Eddie had never known joy like this.
“I love you, Buck. I love you. I love you. God, I love you.”
But, when Eddie said God, it felt a lot more like he was saying Buck.
“This is really happening?” Buck whispered. “We finally get to have this.”
“Now and forever,” Eddie whispered back. He closed his eyes and rested his forehead against Buck’s. “That was cheesy and stupid.”
“I liked it.”
“I like you.”
Buck pushed against Eddie’s forehead. “Are you saying that wasn’t cheesy?”
“Shut up,” Eddie groaned.
“I can’t believe this is real. I can’t believe Christopher is back,” Buck said excitedly, pulling Eddie off the bed. “Come on, let’s go have dinner. The three of us.”

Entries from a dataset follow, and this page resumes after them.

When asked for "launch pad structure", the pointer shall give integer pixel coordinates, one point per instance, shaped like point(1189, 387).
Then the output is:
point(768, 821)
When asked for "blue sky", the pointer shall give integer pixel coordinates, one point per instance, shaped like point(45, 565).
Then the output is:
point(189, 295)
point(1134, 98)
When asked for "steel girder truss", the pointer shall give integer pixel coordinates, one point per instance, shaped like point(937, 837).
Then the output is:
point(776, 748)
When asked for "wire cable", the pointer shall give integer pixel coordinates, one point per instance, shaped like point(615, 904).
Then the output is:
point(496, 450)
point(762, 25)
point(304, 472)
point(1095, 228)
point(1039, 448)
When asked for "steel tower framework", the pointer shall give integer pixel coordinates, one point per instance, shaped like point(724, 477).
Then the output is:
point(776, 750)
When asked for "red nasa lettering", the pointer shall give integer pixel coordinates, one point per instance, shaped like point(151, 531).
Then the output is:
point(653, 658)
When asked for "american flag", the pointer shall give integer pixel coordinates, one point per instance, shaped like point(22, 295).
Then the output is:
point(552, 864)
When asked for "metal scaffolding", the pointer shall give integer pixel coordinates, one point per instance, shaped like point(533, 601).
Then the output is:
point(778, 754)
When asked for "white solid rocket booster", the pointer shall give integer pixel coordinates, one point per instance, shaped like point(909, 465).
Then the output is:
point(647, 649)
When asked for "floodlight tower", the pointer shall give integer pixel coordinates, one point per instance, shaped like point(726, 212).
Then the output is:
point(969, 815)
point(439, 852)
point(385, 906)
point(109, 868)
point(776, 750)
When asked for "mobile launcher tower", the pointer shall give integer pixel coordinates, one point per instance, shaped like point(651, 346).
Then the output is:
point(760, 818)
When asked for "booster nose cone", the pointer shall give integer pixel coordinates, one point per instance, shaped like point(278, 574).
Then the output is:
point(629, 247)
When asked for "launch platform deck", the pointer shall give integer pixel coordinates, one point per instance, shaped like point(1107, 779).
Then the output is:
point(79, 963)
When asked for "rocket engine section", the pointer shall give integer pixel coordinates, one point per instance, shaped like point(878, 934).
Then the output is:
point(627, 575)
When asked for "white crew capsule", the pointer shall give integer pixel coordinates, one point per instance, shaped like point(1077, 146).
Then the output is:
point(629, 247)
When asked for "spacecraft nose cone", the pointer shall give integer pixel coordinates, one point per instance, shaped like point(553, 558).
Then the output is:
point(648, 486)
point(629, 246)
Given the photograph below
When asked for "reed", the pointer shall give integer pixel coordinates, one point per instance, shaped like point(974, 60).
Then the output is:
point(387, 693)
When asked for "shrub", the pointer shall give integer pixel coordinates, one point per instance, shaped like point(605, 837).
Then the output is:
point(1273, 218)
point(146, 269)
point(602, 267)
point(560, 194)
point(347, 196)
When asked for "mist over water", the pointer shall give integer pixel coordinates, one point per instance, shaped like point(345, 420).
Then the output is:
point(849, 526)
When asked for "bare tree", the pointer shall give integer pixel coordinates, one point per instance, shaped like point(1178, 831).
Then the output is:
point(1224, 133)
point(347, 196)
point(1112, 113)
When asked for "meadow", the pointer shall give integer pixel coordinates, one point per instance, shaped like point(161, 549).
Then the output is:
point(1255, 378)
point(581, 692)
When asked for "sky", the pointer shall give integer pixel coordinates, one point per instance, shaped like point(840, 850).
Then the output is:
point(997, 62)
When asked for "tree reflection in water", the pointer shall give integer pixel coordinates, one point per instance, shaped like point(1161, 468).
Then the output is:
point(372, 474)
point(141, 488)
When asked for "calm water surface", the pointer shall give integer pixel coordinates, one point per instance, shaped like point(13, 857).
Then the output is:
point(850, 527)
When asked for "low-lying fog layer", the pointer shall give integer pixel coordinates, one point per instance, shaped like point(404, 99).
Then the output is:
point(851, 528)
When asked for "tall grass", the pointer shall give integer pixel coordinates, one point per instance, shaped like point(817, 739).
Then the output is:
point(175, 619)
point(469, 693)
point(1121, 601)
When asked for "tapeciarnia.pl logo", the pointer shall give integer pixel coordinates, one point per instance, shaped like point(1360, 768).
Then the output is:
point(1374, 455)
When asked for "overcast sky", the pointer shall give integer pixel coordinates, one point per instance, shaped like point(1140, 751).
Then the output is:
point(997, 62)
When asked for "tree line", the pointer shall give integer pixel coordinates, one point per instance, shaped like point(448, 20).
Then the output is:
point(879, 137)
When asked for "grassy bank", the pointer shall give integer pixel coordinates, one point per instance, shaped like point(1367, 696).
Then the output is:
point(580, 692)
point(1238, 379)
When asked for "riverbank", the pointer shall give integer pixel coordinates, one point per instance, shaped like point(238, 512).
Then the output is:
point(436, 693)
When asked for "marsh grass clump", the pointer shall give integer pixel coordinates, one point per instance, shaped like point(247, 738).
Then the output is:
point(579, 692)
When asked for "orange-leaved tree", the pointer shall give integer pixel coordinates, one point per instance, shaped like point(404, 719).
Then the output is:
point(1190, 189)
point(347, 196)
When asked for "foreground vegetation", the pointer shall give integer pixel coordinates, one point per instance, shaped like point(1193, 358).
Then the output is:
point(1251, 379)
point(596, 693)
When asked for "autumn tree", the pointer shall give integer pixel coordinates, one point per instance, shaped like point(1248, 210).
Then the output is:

“Calm down, baby. Let’s not forget that you were just dead,” Eddie replied with a soft laugh.
“But I’m here now. And you have a son to feed,” Buck reminded him.
Yes, he did. Because Christopher was home. The three of them were home. The way it was supposed to be.
“ We have a son to feed,” Eddie corrected, squeezing Buck’s hand. “But, actually, I will be responsible for feeding him right now because, like I said, you were dead.”
Buck groaned. “You gotta get over that.”
Eddie glared at him.
“Sorry. Didn’t mean that,” Buck promised, kissing Eddie’s forehead. “I’m sorry.”
And suddenly, Eddie was crying again.
“Hey, Eds, really I’m sorry.”
Eddie shook his head. “No, it’s…I–”
“I’m right here,” Buck said, kissing Eddie’s tears away. “I’m right here.”
“I’m happy ,” Eddie whispered, breath hitting Buck’s lips. “I’m happy. I never thought I’d get to be this happy.”
“I’m happy too. So happy,” Buck whispered right back, dragging his lips down until they met Eddie’s. Finally. After all that time. After everything. Right when it was supposed to happen.